AI was top of mind in Davos, Switzerland, this past week, where global leaders across sectors descended for the World Economic Forum. I joined fellow Fortune editors and team members in Davos this week, attending panels and engaging in one-on-one conversations and meetings with global CEOs.
Throughout my more than a dozen meetings with senior executives there, two central themes became clear:
- Moving from efficiency to growth. If last year was the year of AI-driven efficiency and cost-cutting, this year will be the year of AI-driven growth, with CEOs seeking to derive value and profit from implementation versus just workforce reduction.
- The future of work is uncertain. On the topic of workforce reduction, opinions ranged from a total replacement of all jobs to job growth over the next decade.
A few standout responses I heard during the week:
- Anthropic CEO Dario Amodei is not shy about saying AI will replace lots of jobs, noting that software engineers, for example, are 6-12 months from being obsolete.
- One unicorn AI startup CEO told me he thought AI would create more jobs than it would replace. He also felt that the number of billionaires will surge from AI; the way the internet made it easier for more entrepreneurs to become millionaires, AI will make it easier for more people to become billionaires.
- One Big Tech executive was adamant that while AI will start out assisting workers, make no mistake: AI is a human “substitute.” They felt that pretty much every job could be ticked off one by one as AI improves, noting, like Amodei, that many engineers have already stopped writing code and that call center employees and customer support roles are already well on their way to irrelevance.
- A more optimistic Asia tech CEO thought there would be a V-shaped job curve, with a steep initial decline over the next few years and a steep rise as AI creates more jobs. They also said they intended to keep their workforce about the same size, but repurpose employees into new roles as AI replaces particular job functions.

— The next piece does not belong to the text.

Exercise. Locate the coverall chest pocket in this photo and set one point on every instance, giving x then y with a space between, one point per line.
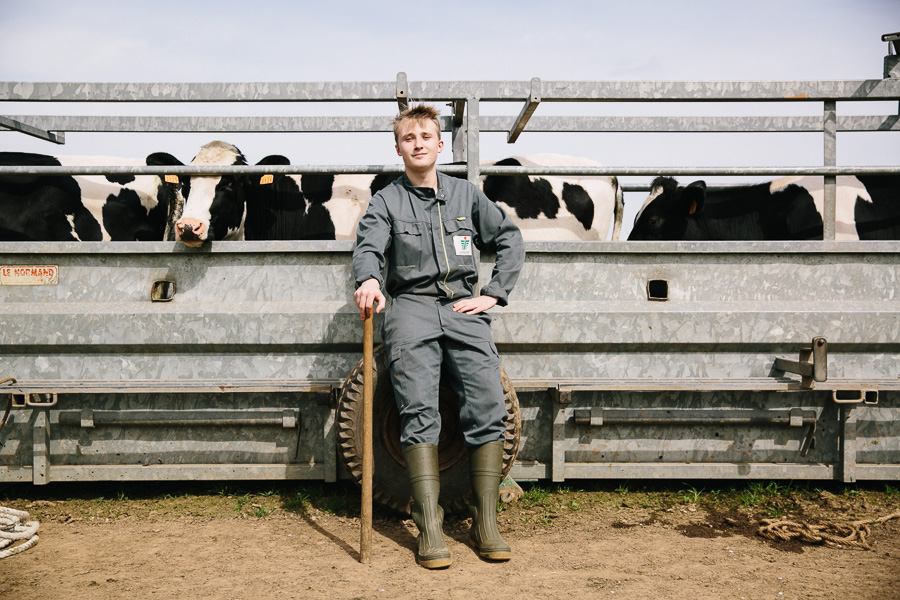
460 237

- ServiceNow CEO Bill McDermott told me he vowed a few years ago to not lay off employees, even though his now-30,000 person company is already using agentic AI to replace some job functions (“I told the team I only wanted nines and tens,” he told me about hiring. “If they listened to me, why would get rid of a nine or a ten?”). For example, his IT department is now using agentic AI. The people who used to work in that department either became managers of the AI agents or were repurposed into other roles through ServiceNow University, an in-house employee re-skilling program. “We lift them, and we shift them,” McDermott said.
- David Sacks, AI and crypto Czar of the Trump Administration and venture capitalist, feels the worry about job replacement is way overblown versus the current job numbers. He fears American pessimism over AI could hold the US back from winning the AI race with China, where AI optimism is much higher. TopTal CEO Taso Du Val, who oversees a global network of freelancers, said he’s currently seeing job demand rise versus shrink in many areas.
Despite differences, a common theme remained: The time frame for global AI transformation is fast approaching. With the arrival of AI, quantum computing, autonomous vehicles, and the advancement of humanoid robots, the world will look wildly different in a decade. But that doesn’t have to be a bad thing. Even the most pessimistic members of the workforce were optimistic about the future of AI, provided we set the right safety guardrails and parameters.